In 1948, the CMF was established once more, albeit on a limited scale and the 5th Brigade was re-raised as part of the 2nd Division. In 1960, with the introduction of the Pentropic divisional structure, the brigade ceased to exist as it was decided to move away from the traditional triangular formation. The Pentropic structure was abandoned in 1965, however, and the Army returned to the previous tropical establishment. The brigade was reformed at this time, albeit under the guise of the "5th Task Force", and consisted of three battalions—3 RNSWR, 4 RNSWR and 17 RNSWR. In 1982, it reverted to the designation of "5th Brigade" and in 1987 all Reserve formations were reduced to two infantry battalions.

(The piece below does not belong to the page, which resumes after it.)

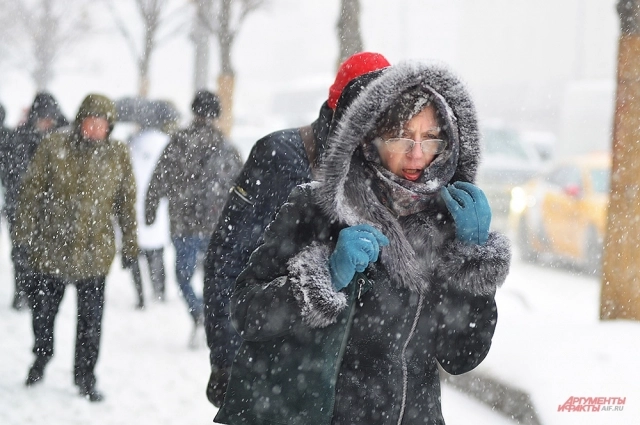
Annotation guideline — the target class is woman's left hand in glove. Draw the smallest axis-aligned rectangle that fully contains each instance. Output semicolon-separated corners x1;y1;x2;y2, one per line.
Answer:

Today, 5th Brigade is a combined arms formation of the Australian Army Reserve, based in New South Wales and it is one of six brigades of the 2nd Division.

== Organisation ==
As of 2026 the brigade consists of:

- Headquarters 5th Brigade (located at Holsworthy Barracks, Sydney)
- 1st/15th Royal New South Wales Lancers (located at Lancer Barracks, Parramatta)
- 1st/19th Battalion, Royal New South Wales Regiment (located at Orange)
- 2nd/17th Battalion, Royal New South Wales Regiment
- 4th/3rd Battalion, Royal New South Wales Regiment (located at Sutherland)
- 41st Battalion, Royal New South Wales Regiment
- 5th Engineer Regiment
- 5th Combat Service Support Battalion.